Sir Richard had definitely died of an overdose of coramine. The post-mortem examination failed to show whether this had been administered orally or by injection. Almost anyone might have obtained possession of the coramine from Doctor March's bag. Sir Richard had last been seen alive, by anyone outside the household, at a quarter to-seven in the evening; after a quarter to nine in the evening, it would have been impossible for anyone to have approached the lodge. He reviewed the evidence at appalling length. The seven good men and true twiddled fat thumbs.

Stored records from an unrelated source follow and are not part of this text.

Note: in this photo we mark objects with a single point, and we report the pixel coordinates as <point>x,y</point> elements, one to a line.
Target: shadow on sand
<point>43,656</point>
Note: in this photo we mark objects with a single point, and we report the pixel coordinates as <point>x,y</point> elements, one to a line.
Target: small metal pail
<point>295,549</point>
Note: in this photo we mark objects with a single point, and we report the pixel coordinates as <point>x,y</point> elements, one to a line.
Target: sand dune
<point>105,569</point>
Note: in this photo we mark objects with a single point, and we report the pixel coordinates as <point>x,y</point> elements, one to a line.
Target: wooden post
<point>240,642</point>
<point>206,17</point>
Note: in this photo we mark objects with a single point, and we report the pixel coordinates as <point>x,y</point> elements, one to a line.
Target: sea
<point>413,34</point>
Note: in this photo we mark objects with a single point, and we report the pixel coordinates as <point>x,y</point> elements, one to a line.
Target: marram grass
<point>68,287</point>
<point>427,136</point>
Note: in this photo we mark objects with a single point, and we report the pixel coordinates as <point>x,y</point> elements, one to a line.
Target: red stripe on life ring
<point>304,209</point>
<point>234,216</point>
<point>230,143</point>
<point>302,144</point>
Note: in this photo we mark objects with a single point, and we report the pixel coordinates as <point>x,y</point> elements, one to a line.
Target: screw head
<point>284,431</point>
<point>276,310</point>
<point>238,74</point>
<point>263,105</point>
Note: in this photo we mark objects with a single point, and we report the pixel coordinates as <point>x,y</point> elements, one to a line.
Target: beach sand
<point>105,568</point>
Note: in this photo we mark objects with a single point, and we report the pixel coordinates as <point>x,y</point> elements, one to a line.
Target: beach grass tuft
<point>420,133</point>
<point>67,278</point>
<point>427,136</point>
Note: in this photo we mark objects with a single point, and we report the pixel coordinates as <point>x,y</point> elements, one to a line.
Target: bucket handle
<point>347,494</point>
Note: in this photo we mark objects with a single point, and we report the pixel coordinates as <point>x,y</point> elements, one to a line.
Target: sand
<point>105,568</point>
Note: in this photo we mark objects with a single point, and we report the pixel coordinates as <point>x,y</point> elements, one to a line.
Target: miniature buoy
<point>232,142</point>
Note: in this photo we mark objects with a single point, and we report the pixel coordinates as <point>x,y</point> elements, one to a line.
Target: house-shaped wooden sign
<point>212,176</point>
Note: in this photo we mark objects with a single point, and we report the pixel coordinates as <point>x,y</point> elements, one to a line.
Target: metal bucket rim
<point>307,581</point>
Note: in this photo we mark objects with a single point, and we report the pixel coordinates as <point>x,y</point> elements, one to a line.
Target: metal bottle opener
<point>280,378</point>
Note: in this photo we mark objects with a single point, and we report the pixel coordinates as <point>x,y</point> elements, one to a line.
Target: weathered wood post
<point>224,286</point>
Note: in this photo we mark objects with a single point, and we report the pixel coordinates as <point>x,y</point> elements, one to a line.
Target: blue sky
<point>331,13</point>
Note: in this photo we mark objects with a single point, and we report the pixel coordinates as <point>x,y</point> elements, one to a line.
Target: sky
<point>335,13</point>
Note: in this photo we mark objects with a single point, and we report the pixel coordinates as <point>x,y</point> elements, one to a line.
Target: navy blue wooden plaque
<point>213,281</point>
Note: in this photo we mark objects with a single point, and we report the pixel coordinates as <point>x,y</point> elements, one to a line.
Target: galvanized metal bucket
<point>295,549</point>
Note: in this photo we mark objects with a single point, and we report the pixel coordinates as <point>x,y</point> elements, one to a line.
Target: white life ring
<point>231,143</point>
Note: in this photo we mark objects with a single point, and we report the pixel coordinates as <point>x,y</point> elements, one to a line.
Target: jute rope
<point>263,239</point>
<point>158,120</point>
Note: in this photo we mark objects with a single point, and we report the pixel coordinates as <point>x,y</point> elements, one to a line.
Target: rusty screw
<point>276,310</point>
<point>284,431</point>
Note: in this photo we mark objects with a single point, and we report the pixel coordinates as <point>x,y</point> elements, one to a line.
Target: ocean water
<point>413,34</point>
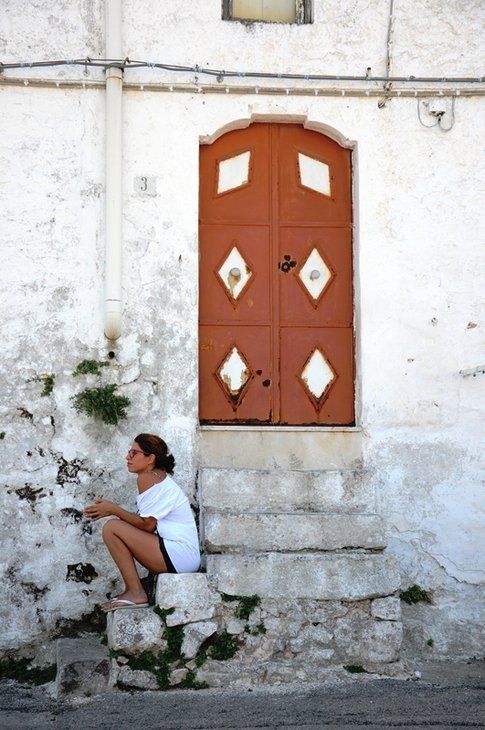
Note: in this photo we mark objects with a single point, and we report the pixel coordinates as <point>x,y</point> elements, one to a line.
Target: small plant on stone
<point>90,367</point>
<point>146,661</point>
<point>224,647</point>
<point>246,606</point>
<point>114,653</point>
<point>102,403</point>
<point>259,629</point>
<point>190,681</point>
<point>174,636</point>
<point>163,612</point>
<point>48,381</point>
<point>414,594</point>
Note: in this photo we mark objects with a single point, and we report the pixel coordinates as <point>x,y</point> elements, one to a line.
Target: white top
<point>175,521</point>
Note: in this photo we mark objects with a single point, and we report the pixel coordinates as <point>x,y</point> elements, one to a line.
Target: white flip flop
<point>123,603</point>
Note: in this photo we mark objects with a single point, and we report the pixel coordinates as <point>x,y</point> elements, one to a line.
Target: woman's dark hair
<point>151,444</point>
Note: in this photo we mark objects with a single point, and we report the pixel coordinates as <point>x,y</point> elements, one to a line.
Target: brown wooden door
<point>275,287</point>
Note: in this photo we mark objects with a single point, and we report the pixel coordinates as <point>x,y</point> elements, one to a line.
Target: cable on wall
<point>221,74</point>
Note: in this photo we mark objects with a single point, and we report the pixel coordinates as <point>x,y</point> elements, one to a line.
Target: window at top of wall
<point>268,11</point>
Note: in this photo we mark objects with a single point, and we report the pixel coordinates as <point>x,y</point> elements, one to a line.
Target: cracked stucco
<point>417,254</point>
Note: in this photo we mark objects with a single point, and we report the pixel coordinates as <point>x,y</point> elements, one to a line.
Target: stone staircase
<point>294,534</point>
<point>297,533</point>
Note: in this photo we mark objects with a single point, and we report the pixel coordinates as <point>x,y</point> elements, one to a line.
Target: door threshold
<point>235,427</point>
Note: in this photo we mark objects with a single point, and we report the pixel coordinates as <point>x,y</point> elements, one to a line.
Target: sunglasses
<point>132,452</point>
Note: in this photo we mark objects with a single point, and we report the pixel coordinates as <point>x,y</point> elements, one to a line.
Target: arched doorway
<point>276,305</point>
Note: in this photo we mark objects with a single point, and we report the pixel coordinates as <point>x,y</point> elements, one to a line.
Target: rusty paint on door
<point>276,309</point>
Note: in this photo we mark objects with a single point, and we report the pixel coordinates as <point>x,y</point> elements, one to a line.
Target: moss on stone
<point>163,612</point>
<point>20,670</point>
<point>190,681</point>
<point>224,647</point>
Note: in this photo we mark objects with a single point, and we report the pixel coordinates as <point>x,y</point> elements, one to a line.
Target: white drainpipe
<point>114,86</point>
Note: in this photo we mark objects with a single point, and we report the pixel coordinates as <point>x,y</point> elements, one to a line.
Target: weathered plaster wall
<point>420,294</point>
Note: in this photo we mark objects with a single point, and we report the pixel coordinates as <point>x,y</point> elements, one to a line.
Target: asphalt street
<point>446,696</point>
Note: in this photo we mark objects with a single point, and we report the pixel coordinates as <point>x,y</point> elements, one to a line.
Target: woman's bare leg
<point>126,542</point>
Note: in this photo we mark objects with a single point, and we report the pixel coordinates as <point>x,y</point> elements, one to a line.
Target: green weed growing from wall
<point>414,594</point>
<point>48,381</point>
<point>103,403</point>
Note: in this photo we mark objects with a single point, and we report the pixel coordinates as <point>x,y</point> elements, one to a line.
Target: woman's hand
<point>100,508</point>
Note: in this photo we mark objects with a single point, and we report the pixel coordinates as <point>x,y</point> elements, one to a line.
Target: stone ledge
<point>337,576</point>
<point>189,594</point>
<point>284,491</point>
<point>135,630</point>
<point>288,532</point>
<point>82,667</point>
<point>265,449</point>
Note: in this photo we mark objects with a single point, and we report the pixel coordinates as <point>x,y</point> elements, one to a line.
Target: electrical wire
<point>221,74</point>
<point>439,118</point>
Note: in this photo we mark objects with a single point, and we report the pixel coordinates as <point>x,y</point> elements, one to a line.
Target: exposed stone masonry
<point>279,641</point>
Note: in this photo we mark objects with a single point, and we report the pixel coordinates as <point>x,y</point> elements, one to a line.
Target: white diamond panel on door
<point>234,375</point>
<point>314,174</point>
<point>317,377</point>
<point>234,273</point>
<point>233,172</point>
<point>315,276</point>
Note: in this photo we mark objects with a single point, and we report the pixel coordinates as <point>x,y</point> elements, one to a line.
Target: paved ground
<point>446,696</point>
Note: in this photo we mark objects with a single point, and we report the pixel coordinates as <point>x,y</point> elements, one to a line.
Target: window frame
<point>303,14</point>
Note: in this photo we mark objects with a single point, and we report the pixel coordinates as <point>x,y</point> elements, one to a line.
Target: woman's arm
<point>104,508</point>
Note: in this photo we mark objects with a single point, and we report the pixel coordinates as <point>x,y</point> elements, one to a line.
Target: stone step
<point>291,532</point>
<point>324,576</point>
<point>83,667</point>
<point>253,490</point>
<point>280,448</point>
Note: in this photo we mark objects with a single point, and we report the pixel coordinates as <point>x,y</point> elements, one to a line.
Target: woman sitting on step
<point>162,507</point>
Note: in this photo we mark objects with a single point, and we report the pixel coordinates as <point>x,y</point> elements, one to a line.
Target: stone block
<point>134,631</point>
<point>278,449</point>
<point>285,491</point>
<point>82,667</point>
<point>235,626</point>
<point>177,676</point>
<point>337,576</point>
<point>194,636</point>
<point>136,679</point>
<point>388,609</point>
<point>190,595</point>
<point>361,640</point>
<point>291,532</point>
<point>309,638</point>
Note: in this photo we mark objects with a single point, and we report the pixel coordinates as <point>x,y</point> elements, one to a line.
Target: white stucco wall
<point>419,243</point>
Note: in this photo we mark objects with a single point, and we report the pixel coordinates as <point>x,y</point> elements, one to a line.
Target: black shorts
<point>166,556</point>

Mr. Batemen took the suspects one by one. Mr. Edward Treviss had no sane reason for doing his grandfather harm, as far as any of them knew; and that he had not killed him in a fit of
in
sanity seemed (to Mr. Bateman) to be now obvious. Moreover, he had not been to the lodge before dinner, and though there was some conflict of evidence, or perhaps he would say un
cer
tainty in the evidence, about the camera and the time when a new film had been inserted, he thought the jury would agree with him that there was no reason to suspect the family's assertion that they had all been together during the after-dinner hours. All, that was, except Miss Claire March. Miss March stood to lose materially if Sir Richard signed the new will; but she also had not been to the lodge before dinner, and by the time she left the family after dinner, the sanding had already commenced.